Four films Kurds, a classic film and three ones contemporaries about love, loss, conflicts, and what it means to be a woman during the war are being screened this year! f International Independent Film Festival of AFM.
Movies comprise a special section called "openness", which debuted at last year's festival a popular response.
"We are motivated by a belief in the power of film to tell stories very human. People need to listen to each other and getting to know one another, so that a lasting peace, "festival co-director Serra Ciliv said the selection of films selected in the category.
"We show a selection of films from the Kurds for the first time last year under the title" openness, ' that Government efforts with the same name to resolve a long-standing conflict, tragic in mainly Kurdish Southeast, "Ciliv said.
While the Government effort seems to have stopped, the organisers of festivals are "interested in keeping up the pace and so continue this year with a new selection of titles of Kurds," said Ciliv. "Today our theme is about the" other side "of this conflict."
Category brings to audiences of Istanbul in a number of Kurdish cinema films, a movie very young who is still trying to find his voice.
"Last year, had films of Turkey, Iran, Iraq and Europe, with a reaction of the audience was incredible," said Ciliv. The selections were packed and audiences had every opportunity to interact with filmmakers. This strengthen our belief in the power of mutual discussion. Hopefully we can build this year. "
This year's selection capabilities that a classic almost a century old, a dark fairy tale, the violent Kandil mountains and two movies that intimate looks at women who chose to join the Kurdistan Workers Party or PKK. illegal The four films in the category of "openness" will be displayed only once during the festival.

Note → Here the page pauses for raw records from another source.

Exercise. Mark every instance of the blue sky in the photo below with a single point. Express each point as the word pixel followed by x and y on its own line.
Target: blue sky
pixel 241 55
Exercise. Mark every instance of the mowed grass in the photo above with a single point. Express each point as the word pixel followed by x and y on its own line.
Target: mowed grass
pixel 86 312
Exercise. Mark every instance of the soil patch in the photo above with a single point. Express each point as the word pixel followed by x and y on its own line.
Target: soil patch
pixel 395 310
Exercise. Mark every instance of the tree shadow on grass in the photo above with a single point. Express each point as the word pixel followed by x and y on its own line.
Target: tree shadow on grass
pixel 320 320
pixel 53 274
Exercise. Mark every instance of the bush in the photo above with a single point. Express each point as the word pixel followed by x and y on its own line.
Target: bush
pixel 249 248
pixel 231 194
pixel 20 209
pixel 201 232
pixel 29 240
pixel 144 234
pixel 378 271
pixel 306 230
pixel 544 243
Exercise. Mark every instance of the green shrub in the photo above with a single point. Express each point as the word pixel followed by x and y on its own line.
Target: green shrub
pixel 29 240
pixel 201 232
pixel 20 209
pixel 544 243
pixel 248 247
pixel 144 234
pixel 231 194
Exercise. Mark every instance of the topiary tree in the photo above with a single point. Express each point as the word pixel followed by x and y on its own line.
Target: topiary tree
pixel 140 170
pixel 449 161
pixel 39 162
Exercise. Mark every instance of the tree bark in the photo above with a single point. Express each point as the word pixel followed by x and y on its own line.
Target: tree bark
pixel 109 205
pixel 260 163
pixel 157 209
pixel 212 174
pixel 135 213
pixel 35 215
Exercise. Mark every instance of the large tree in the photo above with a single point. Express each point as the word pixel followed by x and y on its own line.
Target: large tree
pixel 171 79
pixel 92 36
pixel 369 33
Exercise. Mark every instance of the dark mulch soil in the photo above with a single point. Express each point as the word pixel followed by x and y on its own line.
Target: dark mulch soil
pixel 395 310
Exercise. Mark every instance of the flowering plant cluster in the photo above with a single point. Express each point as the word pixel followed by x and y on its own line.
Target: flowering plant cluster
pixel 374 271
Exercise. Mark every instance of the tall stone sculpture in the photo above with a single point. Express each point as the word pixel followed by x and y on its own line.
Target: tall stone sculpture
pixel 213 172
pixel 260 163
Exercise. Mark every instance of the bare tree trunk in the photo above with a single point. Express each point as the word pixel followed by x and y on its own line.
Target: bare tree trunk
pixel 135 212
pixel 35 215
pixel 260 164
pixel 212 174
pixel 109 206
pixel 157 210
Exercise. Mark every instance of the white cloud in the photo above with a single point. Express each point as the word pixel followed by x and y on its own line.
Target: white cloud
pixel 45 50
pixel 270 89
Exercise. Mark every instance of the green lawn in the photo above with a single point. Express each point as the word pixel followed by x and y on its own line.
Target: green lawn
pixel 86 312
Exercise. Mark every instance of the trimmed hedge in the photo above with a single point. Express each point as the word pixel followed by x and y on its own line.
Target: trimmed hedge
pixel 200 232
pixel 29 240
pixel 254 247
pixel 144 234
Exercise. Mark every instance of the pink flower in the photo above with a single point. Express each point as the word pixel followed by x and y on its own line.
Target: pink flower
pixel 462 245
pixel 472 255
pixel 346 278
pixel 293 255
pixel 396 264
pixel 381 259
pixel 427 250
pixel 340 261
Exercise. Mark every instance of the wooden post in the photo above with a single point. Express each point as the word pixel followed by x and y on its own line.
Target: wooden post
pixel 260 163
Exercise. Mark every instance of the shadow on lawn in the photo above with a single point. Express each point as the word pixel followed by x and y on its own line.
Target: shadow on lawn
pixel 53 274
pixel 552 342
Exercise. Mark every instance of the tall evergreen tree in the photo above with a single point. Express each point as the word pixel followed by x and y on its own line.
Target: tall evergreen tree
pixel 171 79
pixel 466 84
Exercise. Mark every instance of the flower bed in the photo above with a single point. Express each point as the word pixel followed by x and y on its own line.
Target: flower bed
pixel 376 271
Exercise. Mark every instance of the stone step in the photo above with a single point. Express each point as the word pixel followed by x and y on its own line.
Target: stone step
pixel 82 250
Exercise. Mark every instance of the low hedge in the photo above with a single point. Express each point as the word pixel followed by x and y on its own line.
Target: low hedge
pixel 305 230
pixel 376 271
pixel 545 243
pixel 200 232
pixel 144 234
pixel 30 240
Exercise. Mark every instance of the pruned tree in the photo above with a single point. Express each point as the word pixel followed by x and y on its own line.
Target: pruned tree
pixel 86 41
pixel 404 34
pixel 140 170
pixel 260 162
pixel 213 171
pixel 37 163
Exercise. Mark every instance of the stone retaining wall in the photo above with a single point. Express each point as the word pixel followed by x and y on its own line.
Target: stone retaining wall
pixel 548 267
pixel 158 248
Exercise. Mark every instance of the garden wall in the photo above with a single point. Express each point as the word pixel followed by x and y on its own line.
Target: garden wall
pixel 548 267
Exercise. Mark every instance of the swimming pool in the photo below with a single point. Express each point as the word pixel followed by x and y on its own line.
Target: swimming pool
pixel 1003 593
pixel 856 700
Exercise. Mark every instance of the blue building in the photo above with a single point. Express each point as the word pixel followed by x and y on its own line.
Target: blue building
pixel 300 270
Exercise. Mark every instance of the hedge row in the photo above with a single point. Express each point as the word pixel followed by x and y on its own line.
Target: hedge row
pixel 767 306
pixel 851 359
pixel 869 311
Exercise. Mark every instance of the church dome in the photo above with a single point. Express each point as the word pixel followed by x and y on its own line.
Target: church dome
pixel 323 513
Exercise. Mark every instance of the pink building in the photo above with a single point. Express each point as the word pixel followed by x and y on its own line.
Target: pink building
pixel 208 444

Iranian "Kandil mountains of Director Taha Karimi" (Kwystani Qandil) has as its backdrop of mountains that claimed tens of thousands of lives of Iran, Turkey and Iraq. Soldiers of these three countries are fighting the PKK for years, with the hope of reconciliation a distant fantasy. The film has three men, ' Prayers Shamal, Tears and Rasool o' Eyeneddin o' Daff, search for his beloved Nesreen, who was lost for many years. This is a film about love and loss in wartime.
Women in wartime"Women of Mount Ararat" (Les Femmes du Mont Ararat) takes a look at the conflict in Southeast Anatolia and the PKK's refreshingly unique perspective. The film's protagonists are six female PKK fighters who took the mountains as a place of refugees and of freedom. Here, in the Southeast, many women are confronted with extra oppression through traditions imprison them in a mindset not too advanced in the middle ages, with violence, often being used to "fix". Women in this unit female singles are not your typical "Steel Magnolias", as they are constantly in motion on mountaintop. Camera from French Director Erwann Briand takes us on his private moments and intimate conversations, giving a look distressing realities of war from the perspective of women.
Dutch Director Annegriet Wietsma runs his camera in another woman in the heart of the conflict. "Sozdar, she who lives his promise" (Sözdar, Sözünü Ya ayan Kad n) is the story of Nuriye Kesbir, which, for years, refused to marry at the age of 12. She later joined the PKK and 30 years later became a famous leader of the organization. Wietsma follows Kesbir on a journey of a Dutch prison for relentless mountains of northern Iraq. The film is a portrait of Franco and thrilling a woman of no excuse, taking a look at his life and their motives. You don't have to approve, understanding or agreement with Kesbir to become fascinated by it.
Was the last group selection, "Zare", a classic black and white silent film pioneer 1926 by Armenian Hamo Beknazaryan, is the first film to depict the Kurds in the screen. The film is a tragic love story between a Kurdish girl and a shepherd living in the same Kurdish village in the region of Lachin corridor, during the time when the Russian Czarist regime was about to close. Almost a century old, the film appears with musical accompaniment of Kurdish artist Tara Jaff.